Canine mammary tumor studies on the interplay between c-kit and tumor immunology are scarce. However, one study demonstrated a positive correlation between CD3+ T-lymphocytes and c-kit immunoexpression. Tumors with high CD3/c-kit were associated with tumor aggressiveness (high histological grade of malignancy, presence of neoplastic intravascular emboli, and presence of lymph node metastases) and shorter overall survival of animals. The results of this work are a first attempt to explore the possible common signaling pathways between c-kit and immune system in canine mammary carcinogenesis [52].

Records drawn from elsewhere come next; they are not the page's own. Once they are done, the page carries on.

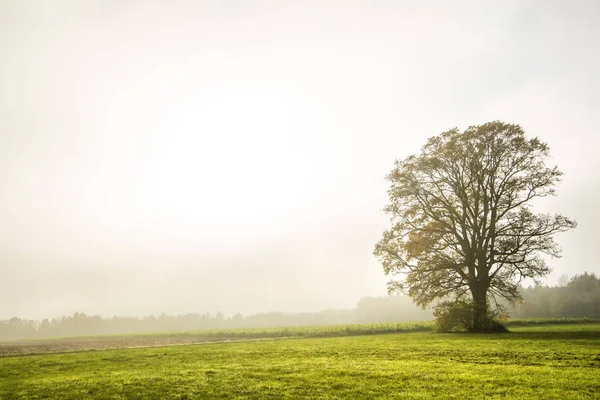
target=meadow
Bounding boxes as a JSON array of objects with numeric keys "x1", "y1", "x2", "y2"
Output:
[{"x1": 0, "y1": 320, "x2": 600, "y2": 399}]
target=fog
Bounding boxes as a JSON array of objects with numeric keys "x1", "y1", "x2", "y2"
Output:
[{"x1": 0, "y1": 0, "x2": 600, "y2": 319}]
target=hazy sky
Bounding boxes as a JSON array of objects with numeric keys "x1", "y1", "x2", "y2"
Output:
[{"x1": 0, "y1": 0, "x2": 600, "y2": 319}]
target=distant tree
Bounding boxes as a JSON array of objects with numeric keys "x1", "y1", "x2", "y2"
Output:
[{"x1": 374, "y1": 121, "x2": 576, "y2": 331}]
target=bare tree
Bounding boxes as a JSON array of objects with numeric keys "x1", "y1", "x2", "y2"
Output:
[{"x1": 374, "y1": 121, "x2": 576, "y2": 331}]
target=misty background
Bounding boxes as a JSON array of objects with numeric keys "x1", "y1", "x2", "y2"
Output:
[{"x1": 0, "y1": 0, "x2": 600, "y2": 319}]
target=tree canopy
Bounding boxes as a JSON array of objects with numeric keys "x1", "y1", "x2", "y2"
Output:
[{"x1": 374, "y1": 121, "x2": 576, "y2": 331}]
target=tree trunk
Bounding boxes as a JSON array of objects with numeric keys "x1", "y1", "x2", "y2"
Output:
[{"x1": 471, "y1": 282, "x2": 490, "y2": 332}]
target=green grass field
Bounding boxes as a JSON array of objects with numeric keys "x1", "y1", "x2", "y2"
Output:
[{"x1": 0, "y1": 323, "x2": 600, "y2": 399}]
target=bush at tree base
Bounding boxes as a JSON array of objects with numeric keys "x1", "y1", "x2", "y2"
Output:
[{"x1": 433, "y1": 299, "x2": 508, "y2": 333}]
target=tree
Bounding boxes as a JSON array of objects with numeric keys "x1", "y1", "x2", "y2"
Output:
[{"x1": 374, "y1": 121, "x2": 576, "y2": 331}]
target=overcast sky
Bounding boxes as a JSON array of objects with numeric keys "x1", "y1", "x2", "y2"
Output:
[{"x1": 0, "y1": 0, "x2": 600, "y2": 319}]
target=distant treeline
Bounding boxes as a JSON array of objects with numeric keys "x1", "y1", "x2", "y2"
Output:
[
  {"x1": 509, "y1": 272, "x2": 600, "y2": 319},
  {"x1": 0, "y1": 273, "x2": 600, "y2": 340}
]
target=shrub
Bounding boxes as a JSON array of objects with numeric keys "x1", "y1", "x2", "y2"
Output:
[{"x1": 433, "y1": 299, "x2": 508, "y2": 333}]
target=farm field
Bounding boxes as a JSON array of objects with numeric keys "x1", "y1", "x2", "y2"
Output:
[{"x1": 0, "y1": 321, "x2": 600, "y2": 399}]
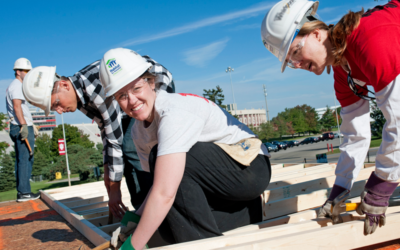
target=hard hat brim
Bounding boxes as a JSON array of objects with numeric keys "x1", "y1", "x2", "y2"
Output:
[{"x1": 281, "y1": 1, "x2": 319, "y2": 73}]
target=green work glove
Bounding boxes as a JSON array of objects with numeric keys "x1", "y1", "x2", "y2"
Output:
[
  {"x1": 19, "y1": 124, "x2": 29, "y2": 140},
  {"x1": 119, "y1": 235, "x2": 135, "y2": 250}
]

Therefore, the findings described above prove that RTK pathways not only are important for the remodeling of mammary tumor microenvironment but also could be a very important target for tumor immunological therapy [135].

5. Concluding Remarks

Cancer can take advantage of the stromal inflammation [143]. T-lymphocytes, macrophages, and other inflammatory cells in human and the dog mammary tumor microenvironment acquired protumorigenic properties that are crucial to fuel the major biological processes involved in tumor development, progression, and metastasis [14, 46, 143, 144].

The involvement of inflammatory cells in tumor hallmark acquisitions by supplying proangiogenic growth factors, cytokines, and proteases and the recent success of checkpoint inhibitors in clinical oncology approve the great relevance of the dark side of immune regulation for driving cancer.

The similarities described above between humans and dogs prove the value of dog as an important translational model for comparative oncology in the study of the molecular signaling based on tumor immunosuppression. In the future continuing research on this topic seems to be relevant in order to find novel immunotherapies that may target tumor microenvironment interconnected pathways.